04/01/2018 da Sergio Casprini

Caro Direttore

Cari  amici risorgimentali, sulla situazione reale dei minori stranieri in Italia, di cui ho avuto qualche esperienza, come insegnante e come operatore volontario, posso testimoniare che la vita di molti di questi ragazzi, nel nostro Paese, si svolge di fatto all’insegna della precarietà, e che li vedo meno tutelati, rispetto ai loro coetanei in possesso della cittadinanza italiana, per quanto riguarda il diritto alla salute, all’istruzione e alla possibilità di orientare il proprio futuro. Sulla questione, prima di dar fiato alle proprie opinioni, paure e pulsioni, più o meno viscerali, bisognerebbe documentarsi, ognuno di noi, su quanto le nostre leggi attualmente prevedono a favore dei minori stranieri, sul vissuto di ragazzi e genitori, su quanto in Italia resta da fare, sul piano della legalità e della pratica di buon governo, perché i diritti vengano ugualmente riconosciuti e garantiti. Quello che segue è l’estratto di un articolo comparso su internet / Il Post del 4 maggio 2017, di cui purtroppo non ho potuto rintracciare l’autore ma che giudico chiaro, ben documentato e utile per cercare di capire:

È vero che tutti i minori dipendono sempre dalla condizione economica e lavorativa dei genitori, ma per i minori stranieri questa dipendenza è ancora più forte: la perdita del lavoro del genitore significa anche la perdita del permesso di soggiorno e, di conseguenza, della possibilità di vivere legalmente sul territorio, avere una casa e così via.

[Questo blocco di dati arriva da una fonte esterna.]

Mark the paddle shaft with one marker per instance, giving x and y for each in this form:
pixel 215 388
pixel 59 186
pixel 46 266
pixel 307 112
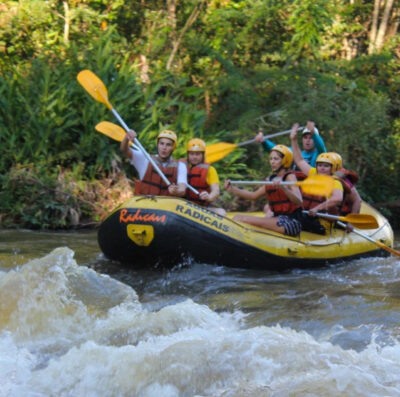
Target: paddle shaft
pixel 267 137
pixel 148 157
pixel 262 183
pixel 326 216
pixel 370 239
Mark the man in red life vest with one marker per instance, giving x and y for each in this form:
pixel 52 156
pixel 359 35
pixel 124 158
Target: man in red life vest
pixel 150 181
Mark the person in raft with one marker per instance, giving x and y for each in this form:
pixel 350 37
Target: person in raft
pixel 202 176
pixel 326 165
pixel 313 144
pixel 284 200
pixel 150 181
pixel 351 198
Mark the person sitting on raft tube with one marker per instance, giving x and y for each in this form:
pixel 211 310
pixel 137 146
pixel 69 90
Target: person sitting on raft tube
pixel 351 198
pixel 150 181
pixel 312 142
pixel 202 176
pixel 326 165
pixel 284 200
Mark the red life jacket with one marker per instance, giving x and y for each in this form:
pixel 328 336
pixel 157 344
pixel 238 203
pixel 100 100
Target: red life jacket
pixel 277 199
pixel 352 176
pixel 345 207
pixel 152 184
pixel 310 201
pixel 197 177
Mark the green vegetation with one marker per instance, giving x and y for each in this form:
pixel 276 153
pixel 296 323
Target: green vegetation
pixel 217 69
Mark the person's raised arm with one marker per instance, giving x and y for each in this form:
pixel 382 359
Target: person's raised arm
pixel 293 192
pixel 179 189
pixel 355 201
pixel 266 143
pixel 124 146
pixel 298 158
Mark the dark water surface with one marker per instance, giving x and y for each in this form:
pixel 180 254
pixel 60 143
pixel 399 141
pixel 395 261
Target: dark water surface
pixel 74 323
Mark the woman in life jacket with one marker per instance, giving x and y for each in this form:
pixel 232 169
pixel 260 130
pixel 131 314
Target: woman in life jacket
pixel 284 200
pixel 150 182
pixel 326 165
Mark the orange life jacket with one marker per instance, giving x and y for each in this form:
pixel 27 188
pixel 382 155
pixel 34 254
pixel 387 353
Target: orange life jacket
pixel 310 201
pixel 277 199
pixel 152 184
pixel 352 176
pixel 197 177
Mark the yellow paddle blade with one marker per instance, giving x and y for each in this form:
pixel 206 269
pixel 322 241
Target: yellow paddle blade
pixel 362 221
pixel 112 130
pixel 94 86
pixel 385 247
pixel 218 151
pixel 317 185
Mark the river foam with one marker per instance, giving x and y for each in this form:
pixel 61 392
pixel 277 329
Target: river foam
pixel 66 330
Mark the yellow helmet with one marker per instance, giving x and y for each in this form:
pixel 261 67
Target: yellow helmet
pixel 287 154
pixel 329 158
pixel 337 160
pixel 196 145
pixel 169 135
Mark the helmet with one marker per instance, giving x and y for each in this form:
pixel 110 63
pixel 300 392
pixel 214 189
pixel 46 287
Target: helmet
pixel 330 158
pixel 196 145
pixel 307 131
pixel 169 135
pixel 337 159
pixel 287 155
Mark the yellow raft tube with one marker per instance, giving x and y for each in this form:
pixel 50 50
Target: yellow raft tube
pixel 154 230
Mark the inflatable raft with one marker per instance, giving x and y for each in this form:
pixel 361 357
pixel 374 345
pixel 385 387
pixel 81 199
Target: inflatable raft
pixel 148 231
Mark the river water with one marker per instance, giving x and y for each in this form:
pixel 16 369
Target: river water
pixel 73 323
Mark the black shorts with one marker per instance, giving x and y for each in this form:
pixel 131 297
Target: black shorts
pixel 291 225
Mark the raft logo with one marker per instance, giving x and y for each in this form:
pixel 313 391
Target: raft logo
pixel 206 218
pixel 126 217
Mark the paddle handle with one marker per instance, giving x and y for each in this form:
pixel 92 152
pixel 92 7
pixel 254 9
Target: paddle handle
pixel 325 215
pixel 141 148
pixel 148 157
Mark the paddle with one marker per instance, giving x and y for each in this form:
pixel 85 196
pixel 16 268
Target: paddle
pixel 113 131
pixel 318 185
pixel 96 88
pixel 362 221
pixel 218 151
pixel 372 240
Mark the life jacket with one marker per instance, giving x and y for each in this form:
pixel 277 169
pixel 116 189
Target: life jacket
pixel 152 184
pixel 345 207
pixel 277 199
pixel 310 201
pixel 352 176
pixel 197 177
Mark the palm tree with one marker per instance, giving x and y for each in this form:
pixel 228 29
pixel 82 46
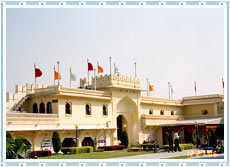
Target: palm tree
pixel 16 148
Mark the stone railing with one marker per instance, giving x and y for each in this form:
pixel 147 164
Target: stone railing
pixel 111 80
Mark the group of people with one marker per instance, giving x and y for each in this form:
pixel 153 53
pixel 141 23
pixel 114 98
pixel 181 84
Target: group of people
pixel 173 138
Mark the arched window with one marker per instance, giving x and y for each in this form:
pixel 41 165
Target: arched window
pixel 67 108
pixel 49 108
pixel 42 108
pixel 87 109
pixel 150 112
pixel 162 112
pixel 35 108
pixel 105 110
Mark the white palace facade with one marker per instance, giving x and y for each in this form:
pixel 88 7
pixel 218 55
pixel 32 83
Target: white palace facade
pixel 99 116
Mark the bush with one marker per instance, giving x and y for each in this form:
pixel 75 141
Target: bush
pixel 40 153
pixel 110 148
pixel 99 150
pixel 69 142
pixel 56 142
pixel 146 146
pixel 77 150
pixel 182 146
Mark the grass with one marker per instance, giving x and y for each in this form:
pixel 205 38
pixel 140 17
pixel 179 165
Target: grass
pixel 95 155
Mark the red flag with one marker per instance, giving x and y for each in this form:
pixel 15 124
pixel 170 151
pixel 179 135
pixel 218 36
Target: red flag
pixel 57 75
pixel 90 67
pixel 100 69
pixel 38 72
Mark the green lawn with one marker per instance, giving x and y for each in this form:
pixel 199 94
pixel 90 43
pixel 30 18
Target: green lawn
pixel 95 155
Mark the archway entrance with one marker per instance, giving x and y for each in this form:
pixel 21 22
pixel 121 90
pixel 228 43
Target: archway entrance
pixel 88 141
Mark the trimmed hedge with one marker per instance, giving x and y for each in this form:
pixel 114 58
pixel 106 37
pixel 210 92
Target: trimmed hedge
pixel 146 146
pixel 40 153
pixel 114 147
pixel 182 146
pixel 77 150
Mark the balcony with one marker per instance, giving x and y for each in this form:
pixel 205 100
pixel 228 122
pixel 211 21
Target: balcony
pixel 31 118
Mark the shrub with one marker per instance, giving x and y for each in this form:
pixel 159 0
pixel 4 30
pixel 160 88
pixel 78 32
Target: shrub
pixel 56 142
pixel 77 150
pixel 99 150
pixel 40 153
pixel 182 146
pixel 69 142
pixel 114 147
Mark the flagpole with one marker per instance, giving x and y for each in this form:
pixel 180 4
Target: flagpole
pixel 223 85
pixel 88 71
pixel 135 69
pixel 195 87
pixel 94 79
pixel 114 68
pixel 34 76
pixel 54 75
pixel 70 77
pixel 58 73
pixel 169 89
pixel 97 69
pixel 110 65
pixel 147 87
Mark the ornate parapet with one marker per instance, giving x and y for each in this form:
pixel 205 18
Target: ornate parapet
pixel 104 81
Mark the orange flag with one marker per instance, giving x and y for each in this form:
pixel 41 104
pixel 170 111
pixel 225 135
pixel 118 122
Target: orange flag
pixel 151 88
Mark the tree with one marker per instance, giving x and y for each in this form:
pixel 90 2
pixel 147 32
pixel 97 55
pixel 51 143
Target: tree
pixel 16 148
pixel 124 139
pixel 56 142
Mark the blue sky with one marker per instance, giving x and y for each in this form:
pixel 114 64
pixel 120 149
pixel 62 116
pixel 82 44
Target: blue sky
pixel 176 45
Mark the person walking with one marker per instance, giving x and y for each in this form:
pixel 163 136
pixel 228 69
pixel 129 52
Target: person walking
pixel 170 140
pixel 176 141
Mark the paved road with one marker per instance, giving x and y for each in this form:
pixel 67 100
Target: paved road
pixel 166 155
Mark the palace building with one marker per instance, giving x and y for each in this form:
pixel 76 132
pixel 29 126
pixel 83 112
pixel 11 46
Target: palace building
pixel 98 111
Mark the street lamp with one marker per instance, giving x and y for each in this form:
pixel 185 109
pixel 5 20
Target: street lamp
pixel 196 124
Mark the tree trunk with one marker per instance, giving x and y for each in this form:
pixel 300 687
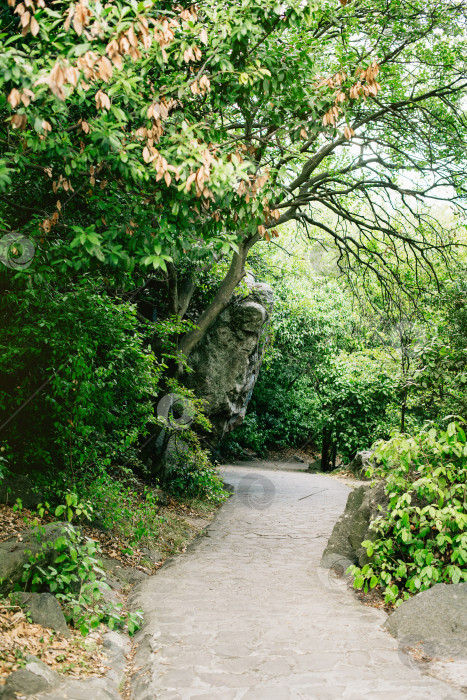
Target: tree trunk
pixel 325 451
pixel 224 294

Il permesso di soggiorno è legato al contratto di lavoro. Questo significa che, a meno che non si abbia un contratto a tempo indeterminato e un permesso di soggiorno a tempo indeterminato, ogni variazione della situazione lavorativa può comportare la perdita del permesso. Purtroppo la maggior parte degli stranieri – come anche è per molti italiani – non ha un contratto a tempo indeterminato: sono costretti ad alternare lavori temporanei a periodi di disoccupazione. In quest’ultima condizione, se si è iscritti ai centri per l’impiego, si ha la possibilità di veder rinnovato per altri sei mesi il permesso di soggiorno scaduto, una volta perso il lavoro. Se non si trova una nuova occupazione in questo arco di tempo, è possibile prorogare di altri sei mesi l’iscrizione al centro per l’impiego e veder rinnovato il permesso di soggiorno, ma questo può essere fatto solo una volta: dopo, se non si è trovato un altro impiego, si perde anche il permesso di soggiorno.
Un’altra questione legata al permesso di soggiorno è quella della residenza. Gli stranieri devono fare molta attenzione a essere sempre iscritti nei registri di residenza del comune dove vivono, perché è in base agli anni di iscrizione continuativa che possono poi ottenere la cittadinanza.
Ogni volta che scade il permesso di soggiorno, bisogna andare in comune a riconfermare la residenza. Quest’obbligo, che si chiama 
rinnovo della dimora abituale, riguarda solo i cittadini stranieri extracomunitari. Se il rinnovo non avviene, il comune avvia in modo automatico la procedura di cancellazione della residenza.

Questi stati di precarietà si riflettono direttamente sulla vita dei bambini: la perdita del permesso di soggiorno del genitore determina l’irregolarità di tutto il nucleo familiare, anche dei bambini che in Italia siano nati e non abbiano mai vissuto nel paese di cui invece sono cittadini per discendenza. Inoltre, al permesso di soggiorno del genitore è legata l’iscrizione al sistema sanitario nazionale. Anche per gli stranieri, l’iscrizione è obbligatoria nel momento in cui si ha un contratto di lavoro e la copertura viene estesa a tutti i familiari a carico regolarmente soggiornanti in Italia: perdendo il lavoro, si perde anche questa garanzia per sé e per la propria famiglia.

Ci sono poi questioni non legate ai genitori, per esempio la possibilità di muoversi oltre confine o fare sport agonistico. Chi è molto bravo in uno sport, tanto da poter essere inserito nelle selezioni giovanili, non può far parte delle selezioni nazionali perché formalmente straniero. Andare a studiare in un altro paese per alcuni mesi, poi, può interrompere il conteggio degli anni di residenza continuata e necessaria per il riconoscimento della cittadinanza italiana una volta maggiorenni. Per andare in gita all’estero con i propri compagni, invece, i minori stranieri possono avere bisogno di chiedere un visto.